INTERNATIONAL REPORT — Hotel M&A trade volume is down 26% year-over-year for the first half of 2025 while the average price per key is up 18%, according to Collier’s “INNvestment Canada Mid-Year Hotel Investment Report”.

The approximate hotel trading volume was $963 million, down 26% from the first half of 2024, with 72 hotels sold, down 15% YOY. The average price per key was $192,000, up 18% YOY.  The average deal size was $13.4 million, down 13% YOY. 

The full-service segment represented half of that trade volume with $475 million in transactions with an average price per key of $283,000. Focused service volume was $238 million with an average price per key of $228,000, while limited-service volume was $250 million with an average price per key of $110,000.

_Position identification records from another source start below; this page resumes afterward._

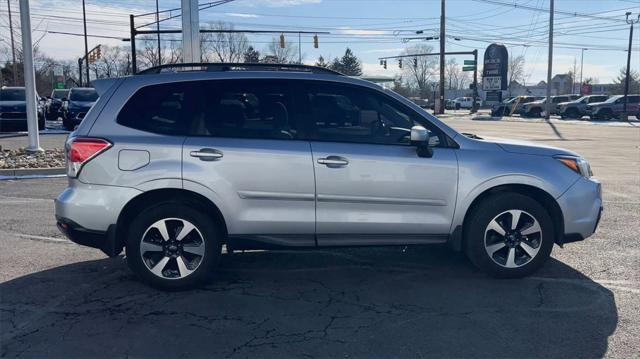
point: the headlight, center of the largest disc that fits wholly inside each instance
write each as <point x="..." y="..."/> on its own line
<point x="577" y="164"/>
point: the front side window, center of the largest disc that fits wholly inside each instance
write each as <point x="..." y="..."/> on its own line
<point x="343" y="113"/>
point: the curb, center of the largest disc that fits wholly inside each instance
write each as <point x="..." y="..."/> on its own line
<point x="30" y="172"/>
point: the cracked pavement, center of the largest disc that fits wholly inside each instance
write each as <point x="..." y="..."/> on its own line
<point x="60" y="300"/>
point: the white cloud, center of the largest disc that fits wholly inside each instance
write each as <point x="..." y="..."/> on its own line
<point x="240" y="14"/>
<point x="384" y="51"/>
<point x="346" y="30"/>
<point x="279" y="3"/>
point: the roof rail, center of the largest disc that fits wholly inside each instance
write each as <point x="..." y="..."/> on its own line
<point x="232" y="66"/>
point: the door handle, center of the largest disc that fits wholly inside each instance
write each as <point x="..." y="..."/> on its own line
<point x="333" y="161"/>
<point x="207" y="154"/>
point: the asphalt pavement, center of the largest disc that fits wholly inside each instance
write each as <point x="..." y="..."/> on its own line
<point x="60" y="300"/>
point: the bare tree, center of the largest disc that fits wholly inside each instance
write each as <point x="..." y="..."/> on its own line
<point x="282" y="55"/>
<point x="223" y="46"/>
<point x="420" y="70"/>
<point x="516" y="71"/>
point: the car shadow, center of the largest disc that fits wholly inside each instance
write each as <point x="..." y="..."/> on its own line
<point x="359" y="302"/>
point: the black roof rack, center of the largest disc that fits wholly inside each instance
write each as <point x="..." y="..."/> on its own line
<point x="230" y="66"/>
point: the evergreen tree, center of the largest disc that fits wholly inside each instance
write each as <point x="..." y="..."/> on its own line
<point x="321" y="62"/>
<point x="252" y="55"/>
<point x="634" y="82"/>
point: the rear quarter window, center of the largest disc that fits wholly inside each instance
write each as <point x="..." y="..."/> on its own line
<point x="166" y="109"/>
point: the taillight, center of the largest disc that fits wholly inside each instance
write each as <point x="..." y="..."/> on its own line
<point x="81" y="150"/>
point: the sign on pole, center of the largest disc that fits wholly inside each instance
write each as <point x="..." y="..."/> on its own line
<point x="494" y="72"/>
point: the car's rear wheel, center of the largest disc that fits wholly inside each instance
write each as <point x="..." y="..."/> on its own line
<point x="173" y="246"/>
<point x="509" y="235"/>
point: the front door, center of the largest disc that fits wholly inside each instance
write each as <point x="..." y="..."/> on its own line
<point x="371" y="186"/>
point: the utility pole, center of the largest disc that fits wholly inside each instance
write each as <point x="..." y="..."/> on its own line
<point x="581" y="63"/>
<point x="29" y="79"/>
<point x="626" y="81"/>
<point x="13" y="47"/>
<point x="550" y="65"/>
<point x="86" y="46"/>
<point x="441" y="99"/>
<point x="158" y="28"/>
<point x="190" y="31"/>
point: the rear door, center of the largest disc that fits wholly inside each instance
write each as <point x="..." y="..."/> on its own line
<point x="244" y="152"/>
<point x="371" y="186"/>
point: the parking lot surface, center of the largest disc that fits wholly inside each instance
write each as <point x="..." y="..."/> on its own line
<point x="58" y="299"/>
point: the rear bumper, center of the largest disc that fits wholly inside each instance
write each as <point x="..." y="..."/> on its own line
<point x="105" y="241"/>
<point x="582" y="208"/>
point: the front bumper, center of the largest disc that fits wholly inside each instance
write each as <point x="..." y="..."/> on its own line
<point x="582" y="208"/>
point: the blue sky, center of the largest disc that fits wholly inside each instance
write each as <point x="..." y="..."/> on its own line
<point x="375" y="28"/>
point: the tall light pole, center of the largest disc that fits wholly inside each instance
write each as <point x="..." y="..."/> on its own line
<point x="158" y="29"/>
<point x="29" y="78"/>
<point x="13" y="46"/>
<point x="442" y="39"/>
<point x="581" y="63"/>
<point x="550" y="65"/>
<point x="626" y="81"/>
<point x="86" y="46"/>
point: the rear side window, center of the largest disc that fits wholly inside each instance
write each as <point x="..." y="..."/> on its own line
<point x="166" y="109"/>
<point x="246" y="109"/>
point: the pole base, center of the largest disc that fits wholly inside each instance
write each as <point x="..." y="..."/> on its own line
<point x="33" y="150"/>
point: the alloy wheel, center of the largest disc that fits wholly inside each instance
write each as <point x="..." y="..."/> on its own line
<point x="172" y="248"/>
<point x="513" y="238"/>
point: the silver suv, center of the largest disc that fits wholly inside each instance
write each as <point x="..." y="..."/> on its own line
<point x="174" y="163"/>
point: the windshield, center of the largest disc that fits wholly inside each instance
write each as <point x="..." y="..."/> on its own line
<point x="60" y="94"/>
<point x="89" y="95"/>
<point x="12" y="95"/>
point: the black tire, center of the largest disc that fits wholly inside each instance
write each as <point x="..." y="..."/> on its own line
<point x="490" y="208"/>
<point x="207" y="231"/>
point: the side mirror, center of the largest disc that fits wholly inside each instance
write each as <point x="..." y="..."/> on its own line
<point x="420" y="139"/>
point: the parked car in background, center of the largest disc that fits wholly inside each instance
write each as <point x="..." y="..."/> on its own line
<point x="53" y="105"/>
<point x="172" y="166"/>
<point x="511" y="106"/>
<point x="80" y="101"/>
<point x="536" y="108"/>
<point x="576" y="109"/>
<point x="613" y="107"/>
<point x="466" y="102"/>
<point x="13" y="110"/>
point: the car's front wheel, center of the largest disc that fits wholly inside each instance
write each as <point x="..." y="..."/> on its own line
<point x="509" y="235"/>
<point x="173" y="246"/>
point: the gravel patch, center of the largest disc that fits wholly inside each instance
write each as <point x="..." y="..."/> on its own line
<point x="18" y="158"/>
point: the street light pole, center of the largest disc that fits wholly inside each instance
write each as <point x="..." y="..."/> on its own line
<point x="581" y="63"/>
<point x="13" y="46"/>
<point x="626" y="81"/>
<point x="29" y="79"/>
<point x="86" y="46"/>
<point x="550" y="65"/>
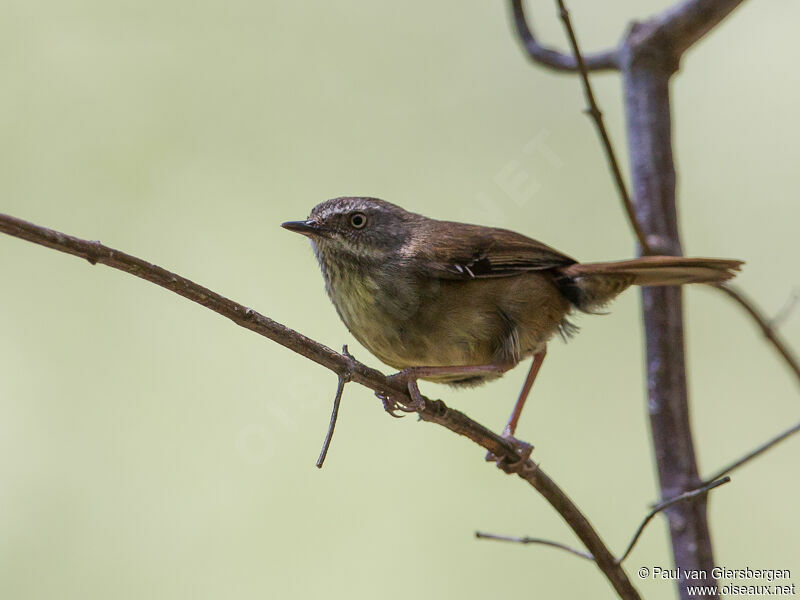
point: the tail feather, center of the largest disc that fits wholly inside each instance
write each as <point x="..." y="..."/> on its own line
<point x="591" y="286"/>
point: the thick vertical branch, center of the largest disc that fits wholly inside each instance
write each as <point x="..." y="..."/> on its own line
<point x="646" y="73"/>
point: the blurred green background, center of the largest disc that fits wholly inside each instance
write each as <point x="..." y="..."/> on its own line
<point x="150" y="448"/>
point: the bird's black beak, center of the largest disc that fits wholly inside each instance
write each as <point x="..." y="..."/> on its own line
<point x="308" y="227"/>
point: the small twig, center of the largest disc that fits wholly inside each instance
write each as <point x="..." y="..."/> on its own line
<point x="785" y="311"/>
<point x="597" y="117"/>
<point x="529" y="540"/>
<point x="435" y="411"/>
<point x="704" y="489"/>
<point x="769" y="332"/>
<point x="334" y="415"/>
<point x="558" y="61"/>
<point x="756" y="452"/>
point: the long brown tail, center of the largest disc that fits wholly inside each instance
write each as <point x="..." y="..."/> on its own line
<point x="592" y="285"/>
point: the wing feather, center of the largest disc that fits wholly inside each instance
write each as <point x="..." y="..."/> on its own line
<point x="448" y="250"/>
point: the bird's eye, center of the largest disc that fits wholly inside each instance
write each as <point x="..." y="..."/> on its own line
<point x="358" y="220"/>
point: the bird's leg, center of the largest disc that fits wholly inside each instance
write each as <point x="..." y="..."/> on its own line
<point x="523" y="449"/>
<point x="513" y="420"/>
<point x="409" y="377"/>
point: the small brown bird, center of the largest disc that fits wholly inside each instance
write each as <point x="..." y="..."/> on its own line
<point x="461" y="304"/>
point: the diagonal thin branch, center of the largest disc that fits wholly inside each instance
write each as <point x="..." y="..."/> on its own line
<point x="334" y="416"/>
<point x="529" y="540"/>
<point x="558" y="61"/>
<point x="758" y="451"/>
<point x="597" y="118"/>
<point x="764" y="324"/>
<point x="688" y="19"/>
<point x="434" y="411"/>
<point x="704" y="489"/>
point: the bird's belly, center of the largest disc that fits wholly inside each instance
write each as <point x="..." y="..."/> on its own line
<point x="450" y="323"/>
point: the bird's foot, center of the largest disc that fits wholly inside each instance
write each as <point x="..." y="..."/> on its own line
<point x="508" y="465"/>
<point x="407" y="378"/>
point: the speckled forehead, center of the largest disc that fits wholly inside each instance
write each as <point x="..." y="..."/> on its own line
<point x="340" y="206"/>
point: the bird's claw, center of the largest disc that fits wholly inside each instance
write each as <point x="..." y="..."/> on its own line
<point x="391" y="406"/>
<point x="505" y="464"/>
<point x="408" y="379"/>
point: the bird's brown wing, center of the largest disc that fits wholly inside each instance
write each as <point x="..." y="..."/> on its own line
<point x="459" y="251"/>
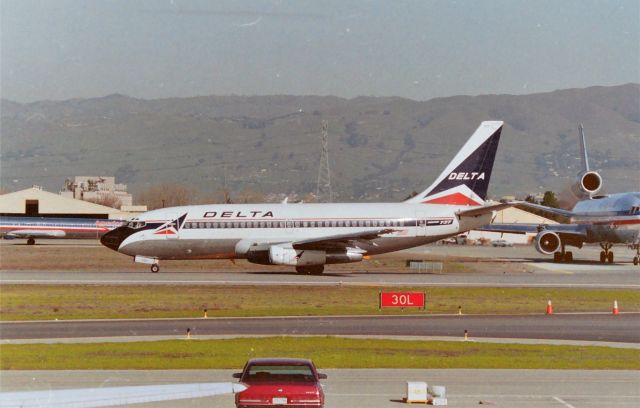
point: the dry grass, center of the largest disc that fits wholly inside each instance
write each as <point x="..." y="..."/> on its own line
<point x="28" y="302"/>
<point x="327" y="352"/>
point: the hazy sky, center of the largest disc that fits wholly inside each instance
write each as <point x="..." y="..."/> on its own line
<point x="61" y="49"/>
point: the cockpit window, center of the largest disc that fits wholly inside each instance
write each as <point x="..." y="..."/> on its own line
<point x="135" y="224"/>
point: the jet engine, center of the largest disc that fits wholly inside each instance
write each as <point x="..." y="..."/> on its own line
<point x="547" y="242"/>
<point x="586" y="186"/>
<point x="288" y="256"/>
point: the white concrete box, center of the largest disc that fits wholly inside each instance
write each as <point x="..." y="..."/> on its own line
<point x="416" y="391"/>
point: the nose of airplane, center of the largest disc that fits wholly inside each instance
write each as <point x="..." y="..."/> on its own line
<point x="114" y="238"/>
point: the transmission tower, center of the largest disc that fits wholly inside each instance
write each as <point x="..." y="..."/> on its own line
<point x="324" y="174"/>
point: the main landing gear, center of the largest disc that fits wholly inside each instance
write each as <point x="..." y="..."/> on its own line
<point x="562" y="255"/>
<point x="636" y="259"/>
<point x="606" y="255"/>
<point x="310" y="270"/>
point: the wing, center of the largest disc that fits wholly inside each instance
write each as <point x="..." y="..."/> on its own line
<point x="564" y="230"/>
<point x="341" y="241"/>
<point x="556" y="214"/>
<point x="102" y="397"/>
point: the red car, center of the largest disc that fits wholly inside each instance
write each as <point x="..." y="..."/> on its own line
<point x="284" y="382"/>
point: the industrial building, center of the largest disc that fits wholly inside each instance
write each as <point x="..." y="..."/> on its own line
<point x="35" y="202"/>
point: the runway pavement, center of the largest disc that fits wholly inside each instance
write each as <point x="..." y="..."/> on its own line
<point x="603" y="279"/>
<point x="588" y="327"/>
<point x="519" y="266"/>
<point x="380" y="388"/>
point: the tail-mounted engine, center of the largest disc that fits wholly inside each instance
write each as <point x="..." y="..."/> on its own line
<point x="548" y="242"/>
<point x="587" y="185"/>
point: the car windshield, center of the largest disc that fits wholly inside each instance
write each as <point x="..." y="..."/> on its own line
<point x="278" y="373"/>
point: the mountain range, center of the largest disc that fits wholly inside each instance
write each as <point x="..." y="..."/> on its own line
<point x="380" y="148"/>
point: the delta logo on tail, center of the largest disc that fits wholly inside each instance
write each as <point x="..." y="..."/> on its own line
<point x="465" y="181"/>
<point x="171" y="227"/>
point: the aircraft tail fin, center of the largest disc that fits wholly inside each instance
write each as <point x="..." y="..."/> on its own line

The report said strong operating performance and ample capital availability continue to drive hotel investment activity, with several transactions across key metro areas, including Toronto, Vancouver, Montreal and Ottawa, closing in the second quarter. Investor confidence remains high and is fueling robust pricing across all service segments.

Heightened competition and strong valuations have driven favorable sell-side conditions, though limited product availability continues to constrain deal flow, with more buyers than sellers in the market.

Looking ahead, several large-scale transactions have already closed in the third quarter, surpassing total Q2 volume. Based on the current pipeline, Colliers forecasts year-end transaction volume to approach $2 billion, in line with 2024 levels.

Canada’s major markets have fueled $550 million of hotel transactions, accounting for nearly 60% of year-to-date volume. The report said investor interest is growing in Alberta, British Columbia and Quebec, though activity is constrained by the limited availability of hotels for sale. Alberta accounted for 18% of national volume, followed by British Columbia and Quebec at 10%, led by high-value transactions in the Calgary, Vancouver and Montreal metro areas. Ontario remains dominant, representing 52% of national transaction volume, driven largely by trades in the Toronto area.

Hotel sales in Eastern Canada represented $695 million of volume and 55 hotels, while Western Canada represented $268 million and 17 hotels.

Performance-wise, hotels in Canada in the first half of 2025 had an average occupancy of 69.7% (up 0.9% YOY), ADR of $216 (up 2.5%) and RevPAR of $150 (up 3.4%). Domestic air passenger traffic was up 5.2% YOY, while international inbound traffic was up 3.3% and transborder traffic was down 4%.